Lange hat das niemand einem Faktencheck unterzogen. Jetzt aber hat der Zeithistoriker Kurt Bauer die geschichtspolitisch durchaus umstrittenen Behauptung, Österreich habe während des Nationalsozialismus verhältnismäßig mehr NS-Täter als Deutschland hervorgebrach, überprüft. Die Antworten, die er in seiner jüngsten Studie gefunden hat, fallen differenziert aus: Nein, ein überdurchschnittlich hoher Anteil von Österreichern an den NS-Tätern ist nicht nachweisbar. Die „Täterthese“ ist für ihn ebenso wie die wissenschaftlich längst widerlegte „Opferthese“ nicht haltbar.
Zahlen
Bauer hat seit 2019 für die Universität Graz in Kooperation mit dem Ludwig Boltzmann Institut für Kriegsfolgenforschung am Projekt mit dem Titel „Wie hoch war der Anteil von Österreichern an den nationalsozialistischen Tätern?“ geforscht und auch die Herkunft der NSDAP-Mitglieder, der SS-Leute sowie des Personals in den nationalsozialistischen Konzentrationslagern untersucht. Sein Fazit: Trotz einiger statistischer Schwankungen entspricht die Zahl der beteiligten Österreicher in etwa dem „ostmärkischen“ Bevölkerungsanteil im Großdeutschen Reich von knapp neun Prozent.

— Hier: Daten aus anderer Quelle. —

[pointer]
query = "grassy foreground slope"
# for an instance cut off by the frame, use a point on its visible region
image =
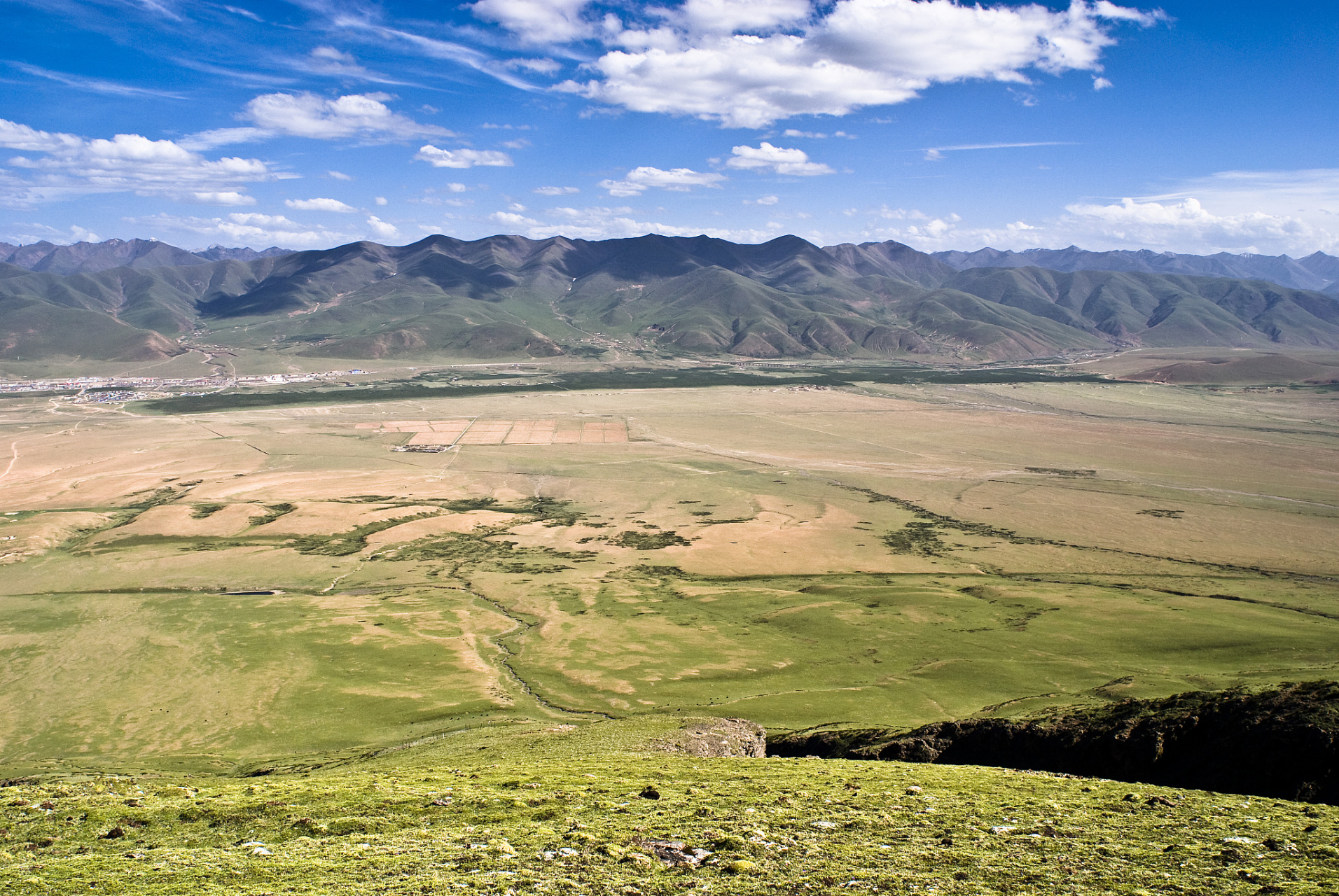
(552, 809)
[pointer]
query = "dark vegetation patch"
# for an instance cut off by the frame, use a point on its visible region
(648, 540)
(272, 512)
(1282, 743)
(437, 385)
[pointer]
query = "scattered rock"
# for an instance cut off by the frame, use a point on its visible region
(674, 852)
(716, 738)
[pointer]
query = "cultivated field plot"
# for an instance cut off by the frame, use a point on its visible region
(877, 554)
(505, 432)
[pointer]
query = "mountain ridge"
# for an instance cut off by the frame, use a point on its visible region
(1317, 271)
(669, 296)
(92, 258)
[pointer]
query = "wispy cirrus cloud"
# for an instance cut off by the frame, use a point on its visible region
(66, 165)
(936, 153)
(781, 161)
(92, 85)
(678, 180)
(319, 205)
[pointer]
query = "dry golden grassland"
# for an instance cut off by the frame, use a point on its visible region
(884, 555)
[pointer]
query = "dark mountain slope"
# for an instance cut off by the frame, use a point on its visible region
(1157, 309)
(892, 260)
(509, 295)
(1317, 272)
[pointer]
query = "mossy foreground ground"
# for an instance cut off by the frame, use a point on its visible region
(547, 809)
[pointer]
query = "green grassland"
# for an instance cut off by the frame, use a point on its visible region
(552, 809)
(445, 670)
(882, 554)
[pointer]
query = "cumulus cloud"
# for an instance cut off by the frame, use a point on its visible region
(462, 158)
(681, 180)
(224, 197)
(782, 161)
(319, 205)
(512, 220)
(747, 64)
(70, 165)
(1256, 212)
(1188, 223)
(380, 230)
(365, 115)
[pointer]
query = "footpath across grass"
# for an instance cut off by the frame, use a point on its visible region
(544, 808)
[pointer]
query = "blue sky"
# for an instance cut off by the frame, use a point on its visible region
(1189, 126)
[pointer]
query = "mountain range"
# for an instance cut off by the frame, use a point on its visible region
(511, 296)
(1317, 271)
(91, 258)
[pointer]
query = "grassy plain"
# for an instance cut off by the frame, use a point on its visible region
(882, 554)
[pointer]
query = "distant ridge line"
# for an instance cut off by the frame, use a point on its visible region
(1317, 271)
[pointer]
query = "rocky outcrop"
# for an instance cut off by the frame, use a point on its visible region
(718, 738)
(1280, 743)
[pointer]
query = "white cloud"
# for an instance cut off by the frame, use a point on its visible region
(782, 161)
(380, 230)
(319, 205)
(224, 197)
(599, 223)
(363, 115)
(335, 63)
(92, 85)
(1258, 212)
(537, 22)
(747, 64)
(254, 230)
(936, 153)
(512, 220)
(462, 158)
(73, 165)
(681, 180)
(223, 137)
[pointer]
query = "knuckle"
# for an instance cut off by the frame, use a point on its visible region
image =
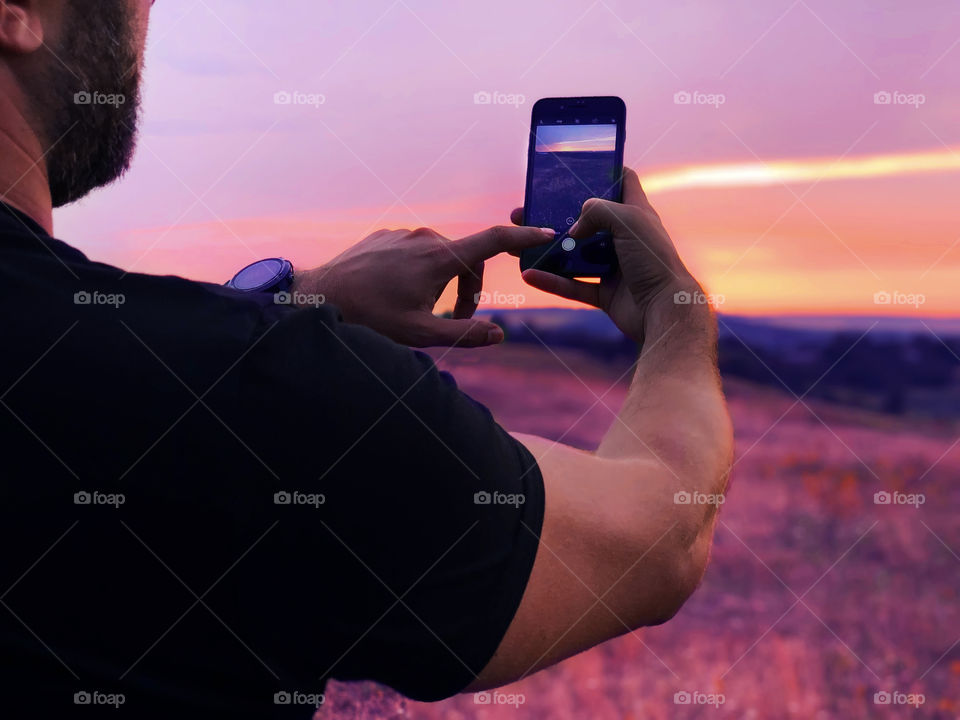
(499, 234)
(593, 205)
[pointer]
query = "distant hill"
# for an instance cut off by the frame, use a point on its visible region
(896, 365)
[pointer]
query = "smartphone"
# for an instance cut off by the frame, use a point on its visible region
(575, 153)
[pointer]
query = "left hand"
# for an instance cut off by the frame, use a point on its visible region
(391, 281)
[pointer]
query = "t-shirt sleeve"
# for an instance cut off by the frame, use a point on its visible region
(408, 519)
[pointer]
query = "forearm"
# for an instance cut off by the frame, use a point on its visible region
(675, 410)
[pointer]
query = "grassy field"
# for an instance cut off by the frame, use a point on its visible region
(816, 598)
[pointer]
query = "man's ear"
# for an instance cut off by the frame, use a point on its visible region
(21, 27)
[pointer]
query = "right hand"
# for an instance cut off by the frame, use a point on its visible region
(650, 268)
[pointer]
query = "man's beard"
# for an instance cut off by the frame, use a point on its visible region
(88, 99)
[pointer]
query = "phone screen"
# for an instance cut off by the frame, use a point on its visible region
(571, 163)
(574, 156)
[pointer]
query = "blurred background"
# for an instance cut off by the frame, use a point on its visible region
(805, 156)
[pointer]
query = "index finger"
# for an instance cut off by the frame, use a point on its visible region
(493, 241)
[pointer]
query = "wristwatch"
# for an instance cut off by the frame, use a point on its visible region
(272, 275)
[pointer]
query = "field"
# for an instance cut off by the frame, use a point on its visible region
(816, 598)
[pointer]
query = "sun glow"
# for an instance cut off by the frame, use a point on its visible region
(782, 172)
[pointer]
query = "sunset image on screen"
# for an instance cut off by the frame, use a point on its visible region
(576, 138)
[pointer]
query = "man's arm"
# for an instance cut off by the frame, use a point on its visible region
(617, 552)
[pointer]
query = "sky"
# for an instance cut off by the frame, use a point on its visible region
(804, 154)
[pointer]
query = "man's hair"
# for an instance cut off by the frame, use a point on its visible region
(86, 99)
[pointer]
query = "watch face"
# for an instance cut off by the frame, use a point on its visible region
(261, 274)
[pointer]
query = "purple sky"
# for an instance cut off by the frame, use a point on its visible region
(398, 139)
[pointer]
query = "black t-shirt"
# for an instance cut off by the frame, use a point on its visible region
(210, 502)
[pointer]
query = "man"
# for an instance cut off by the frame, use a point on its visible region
(211, 503)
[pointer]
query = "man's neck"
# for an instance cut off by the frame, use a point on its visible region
(23, 172)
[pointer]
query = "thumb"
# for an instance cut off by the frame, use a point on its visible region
(459, 333)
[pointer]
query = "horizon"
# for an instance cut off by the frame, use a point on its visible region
(804, 156)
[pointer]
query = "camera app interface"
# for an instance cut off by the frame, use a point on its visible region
(571, 164)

Von den Höheren SS- und Polizeiführern waren zwar fast 15 Prozent aus Österreich, der Anteil am KZ-Personal lag dafür deutlich unter dem Durchschnitt. „Österreicher waren also nicht stärker an Nazi-Massenverbrechen beteiligt als Deutsche“, so Bauer. „Wie die offizielle Opferthese ist auch die inoffizielle Täterthese ein Geschichtsmythos.“
Grundsätzlich machten die Ostmärkerinnen und Ostmärker etwa 8,8 Prozent der Bevölkerung des Deutschen Reichs aus, ähnlich hoch war auch der Anteil bei den NSDAP-Mitgliedern.
Bisher wurde gerne kolportiert, dass etwa 40 Prozent der Besatzung der nationalsozialistischen Vernichtungslager und 14 Prozent sämtlicher SS-Leute Österreicher gewesen seien. Das entbehre, laut Bauer, einer faktischen Grundlage.
In den meisten der 20 von Historiker Bauer analysierten Tätergruppen liegt der österreichische Anteil knapp unter den 8,8 Prozent. Deutlich höher ist er nur im KZ Mauthausen (15,9 Prozent des Personals), den Höheren SS- und Polizeiführern (14,9 Prozent) und den Medizinerinnen und Medizinern in Konzentrationslagern (11,2 Prozent Österreicher).
Historiker Bauer will seine 270 Seiten starke Studie aber keinesfalls als Reinwaschung verstanden wissen: Die Schuld, die die österreichische Gesellschaft in dieser Zeit auf sich geladen hat, bleibe aufrecht.
Wobei wir es in einem Punkt auf unrühmlich hohe Zahlen bringen: NS-Täter wurden in Österreich mit wesentlich weniger Nachdruck verfolgt als in Deutschland. Bauer: „Uns ist es zu lange gelungen, die Mitverantwortung und Schuld zu externalisieren. Es bleibt also beim moralischen Auftrag, diese dunklen Jahre weiter aufzuarbeiten“, fordert der Historiker.
Hinweis: Die Ergebnisse der Untersuchung werden morgen, 27. Jänner, anlässlich des Holocaust-Gedenktags veröffentlicht.